- GS Dashboard
- Financials
- Filings
- Holdings
- Transcripts
- ETFs
- Insider
- Institutional
- Shorts
-
CORRESP Filing
The Goldman Sachs Group, Inc. (GS) CORRESPCorrespondence with SEC
Filed: 21 Oct 08, 12:00am
Via EDGAR, U.S. Mail and Facsimile to (202) 772-9210*
October 21, 2008
United States Securities and Exchange Commission
Division of Corporation Finance
100 F Street, NE
Washington, D.C. 20549
Attention: | Mr. Daniel Gordon Branch Chief Mail Stop 4561 |
Re: | The Goldman Sachs Group, Inc. Form 10-K for the Fiscal Year ended November 30, 2007 (“2007 Form 10-K”) Form 10-Q for the Fiscal Quarter ended May 30, 2008 (“May 2008 Form 10-Q”) File No. 001-14965 |
Dear Mr. Gordon:
We are in receipt of the letter, dated September 30, 2008, to David A. Viniar, Chief Financial Officer of The Goldman Sachs Group, Inc. (the “Company”), from the staff (the “Staff”) of the Securities and Exchange Commission (the “Commission”), relating to our response to the Staff’s letter, dated August 8, 2008, regarding the above-referenced filings. We thank the Staff for its careful consideration of our response letter, and we look forward to resolving the Staff’s additional comment. For your convenience, we have included the Staff’s comment below, followed by our response.

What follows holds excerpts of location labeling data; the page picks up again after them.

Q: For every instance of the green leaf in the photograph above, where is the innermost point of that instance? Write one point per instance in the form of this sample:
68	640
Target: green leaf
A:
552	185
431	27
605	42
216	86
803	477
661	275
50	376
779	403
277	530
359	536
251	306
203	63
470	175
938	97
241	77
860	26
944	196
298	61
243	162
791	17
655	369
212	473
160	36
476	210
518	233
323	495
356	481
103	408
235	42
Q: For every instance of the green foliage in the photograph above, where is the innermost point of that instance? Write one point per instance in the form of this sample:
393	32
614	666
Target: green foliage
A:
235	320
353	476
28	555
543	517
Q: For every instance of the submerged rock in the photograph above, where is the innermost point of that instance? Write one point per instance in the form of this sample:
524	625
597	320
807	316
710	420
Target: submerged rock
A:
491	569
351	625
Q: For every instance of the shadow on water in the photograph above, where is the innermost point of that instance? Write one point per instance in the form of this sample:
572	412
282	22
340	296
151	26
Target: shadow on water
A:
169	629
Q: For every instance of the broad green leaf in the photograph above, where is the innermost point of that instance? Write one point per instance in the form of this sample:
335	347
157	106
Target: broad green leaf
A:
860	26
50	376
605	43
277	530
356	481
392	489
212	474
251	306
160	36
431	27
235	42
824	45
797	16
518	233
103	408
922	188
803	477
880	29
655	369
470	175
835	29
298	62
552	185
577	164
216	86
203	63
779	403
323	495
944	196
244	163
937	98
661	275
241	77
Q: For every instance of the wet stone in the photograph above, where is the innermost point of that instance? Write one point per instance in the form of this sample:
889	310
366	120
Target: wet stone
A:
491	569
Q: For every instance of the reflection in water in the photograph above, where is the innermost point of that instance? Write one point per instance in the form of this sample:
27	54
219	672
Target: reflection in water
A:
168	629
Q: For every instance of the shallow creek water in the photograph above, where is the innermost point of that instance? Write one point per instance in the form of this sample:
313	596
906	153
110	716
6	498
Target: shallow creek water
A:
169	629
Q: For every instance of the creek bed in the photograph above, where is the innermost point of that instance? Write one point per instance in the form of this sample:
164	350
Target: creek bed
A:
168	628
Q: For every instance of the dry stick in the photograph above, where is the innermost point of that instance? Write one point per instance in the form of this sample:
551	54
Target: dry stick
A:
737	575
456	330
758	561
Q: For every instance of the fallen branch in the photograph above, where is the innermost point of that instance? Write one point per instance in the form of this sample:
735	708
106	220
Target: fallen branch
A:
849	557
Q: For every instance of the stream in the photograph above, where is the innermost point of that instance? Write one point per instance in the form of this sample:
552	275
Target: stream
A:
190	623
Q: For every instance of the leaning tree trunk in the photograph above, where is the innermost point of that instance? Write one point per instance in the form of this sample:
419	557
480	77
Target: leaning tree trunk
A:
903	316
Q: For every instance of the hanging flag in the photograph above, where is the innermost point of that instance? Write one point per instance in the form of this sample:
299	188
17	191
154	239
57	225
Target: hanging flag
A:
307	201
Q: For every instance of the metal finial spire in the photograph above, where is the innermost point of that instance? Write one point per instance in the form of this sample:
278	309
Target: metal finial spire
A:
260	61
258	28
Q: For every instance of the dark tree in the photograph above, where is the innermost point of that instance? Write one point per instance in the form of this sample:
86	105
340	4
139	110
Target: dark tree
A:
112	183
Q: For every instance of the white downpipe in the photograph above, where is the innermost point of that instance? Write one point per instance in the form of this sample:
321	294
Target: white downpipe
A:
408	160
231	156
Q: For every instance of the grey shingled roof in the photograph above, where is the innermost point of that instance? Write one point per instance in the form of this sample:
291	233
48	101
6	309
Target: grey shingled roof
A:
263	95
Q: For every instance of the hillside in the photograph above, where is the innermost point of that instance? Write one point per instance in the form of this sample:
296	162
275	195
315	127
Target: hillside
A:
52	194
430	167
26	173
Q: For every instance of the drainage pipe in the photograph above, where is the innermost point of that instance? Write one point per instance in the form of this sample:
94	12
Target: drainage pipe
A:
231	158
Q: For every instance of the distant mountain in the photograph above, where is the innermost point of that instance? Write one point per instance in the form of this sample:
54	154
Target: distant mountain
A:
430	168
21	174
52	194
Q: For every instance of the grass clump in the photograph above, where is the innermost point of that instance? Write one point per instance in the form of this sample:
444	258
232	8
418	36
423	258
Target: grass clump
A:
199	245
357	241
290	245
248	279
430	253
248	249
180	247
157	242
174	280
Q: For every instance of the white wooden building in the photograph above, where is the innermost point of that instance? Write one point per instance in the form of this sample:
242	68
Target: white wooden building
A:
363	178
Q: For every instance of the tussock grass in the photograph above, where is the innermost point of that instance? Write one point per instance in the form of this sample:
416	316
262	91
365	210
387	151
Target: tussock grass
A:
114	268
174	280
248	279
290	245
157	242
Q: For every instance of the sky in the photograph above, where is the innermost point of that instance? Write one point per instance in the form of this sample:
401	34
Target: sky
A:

Form 10-K for the year ended November 30, 2007
Item 2 – Management’s Discussion and Analysis of Financial Condition and Results of Operations, page 62
1. | We have reviewed your response to comment 1. You state in your response that certain expected rule and market share changes have to occur for the NYSE to recapture its lost market share and these expected changes are factored into the estimated future cash flows incorporated into your impairment test. Please address the following items as they relate to your calculation of the expected cash flows of your specialist rights intangible asset: |
_____________________
* | Certain confidential portions of this letter were omitted by means of redacting a portion of the text. The word “[Redacted]” has been inserted in place of the portions so omitted. Copies of the letter containing the redacted portions have been filed separately with the Commission subject to a request for confidential treatment pursuant to Rule 83 of the Commission’s Rules on Information and Requests. |
· | In determining the expected cash flows, tell us how you determined that it was appropriate to assume that the proposed rule changes would take effect given that they were recently proposed as of December 31, 2007 and the rule changes would have a probable impact on expected cash flows. |
During the latter part of 2007, NYSE management met with the specialists to review the NYSE’s proposed rule changes which had been previously discussed with representatives of the SEC in July 2007. During those meetings, the NYSE indicated that they expected approval in early 2008. Based on these discussions we thought it was probable that these, or similar, rule changes would be proposed and enacted. In addition, the NYSE’s proposals were publicized in the press during November 2007 and later confirmed on the NYSE’s website.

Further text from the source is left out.